The bone connectors were
brittle, cracking right in two. The broken-off machine dangled from
half a dozen wire cables, while the demon-machine pulled its arm
out of the shield. The cables frayed and split as they passed
through the magic, and the little knife-ended machine crashed to
the bricks and hobbled out of the way. Harry reclaimed his wand and
Elinor's hand.

"
Kill them!
" The demon-machine turned
on Nigel, shrieking and flailing its arms. "Wreak your revenge.
Make them pay! Females are corrupt, unclean, and he is complicit in
her corruption!"

Nigel had the clasp knife
unfolded in his hand. She hadn't noticed him take it out, what with
their machine disassembly. Elinor's heart pounded in fear. He could
get through the shield. It hadn't been made to hold him out. He had
reason to hate her. Had she helped him any when she's messed about
in his mind? Had she made things worse?

"You know you want to." The
demon's voice had taken on a seductive timbre, working at Nigel's
hidden desires. "It is the right thing to do."

"Nigel--" Harry tightened
his grip on his wands. "Don't. I won't let you hurt
her."

"Corruption." The
demon-machine hissed it. "All your sacrifice for naught, because
of
them.
Their
filth, their wickedness--"

"What God has declared
clean," Nigel whispered, "
you
do not declare filthy."

Elinor blinked. Was that
actually Nigel Cranshaw speaking?

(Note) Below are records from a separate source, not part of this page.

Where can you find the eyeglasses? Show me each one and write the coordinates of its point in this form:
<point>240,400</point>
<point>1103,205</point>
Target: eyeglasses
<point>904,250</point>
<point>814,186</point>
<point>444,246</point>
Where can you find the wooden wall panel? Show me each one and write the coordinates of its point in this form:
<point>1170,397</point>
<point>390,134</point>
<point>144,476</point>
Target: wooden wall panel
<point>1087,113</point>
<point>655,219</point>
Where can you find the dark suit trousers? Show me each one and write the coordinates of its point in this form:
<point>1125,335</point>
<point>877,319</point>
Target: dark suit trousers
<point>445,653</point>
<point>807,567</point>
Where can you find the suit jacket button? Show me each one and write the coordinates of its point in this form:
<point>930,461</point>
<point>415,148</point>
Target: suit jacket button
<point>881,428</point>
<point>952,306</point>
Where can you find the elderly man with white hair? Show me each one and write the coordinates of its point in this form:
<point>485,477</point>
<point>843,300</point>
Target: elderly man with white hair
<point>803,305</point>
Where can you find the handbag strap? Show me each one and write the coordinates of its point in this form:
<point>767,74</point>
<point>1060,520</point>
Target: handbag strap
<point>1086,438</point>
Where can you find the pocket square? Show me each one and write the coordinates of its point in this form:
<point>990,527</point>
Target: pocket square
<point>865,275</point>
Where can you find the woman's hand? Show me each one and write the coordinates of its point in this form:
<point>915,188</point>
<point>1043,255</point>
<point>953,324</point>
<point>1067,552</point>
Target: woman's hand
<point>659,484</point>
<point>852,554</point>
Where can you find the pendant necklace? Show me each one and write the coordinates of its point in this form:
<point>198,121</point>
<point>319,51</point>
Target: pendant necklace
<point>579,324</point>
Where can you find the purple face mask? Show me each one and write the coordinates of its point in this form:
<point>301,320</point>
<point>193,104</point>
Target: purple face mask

She'd never heard him utter such
sentiments.

He opened the wizard's bag
and put the knife back inside, taking out his primitive wand, bark
still on the raw wood.

The demon-machine howled
and lunged at Nigel, outside the shield, vulnerable. Elinor
screamed. Harry shouted. She threw a peg, off-balance and poorly.
Harry ignited it with another shout. It didn't stop the monster,
didn't injure it. It did set its wheels on fire, and made it
flinch.

The pitiful spell gave Nigel
time to get his wand up, time to deflect the demon-thing's blow so
that it didn't kill him. It struck his shoulder, something
went
snap!
and he
staggered. He didn't fall and he didn't drop his wand.

Elinor grabbed a whole
fistful of pegs. This time, she intended to yank their magic out
when Harry hit them with his spell. It might boost the effect.
Harry wound up his magic as Elinor cocked her arm to throw. The
demon-machine swatted Nigel to the floor and fled.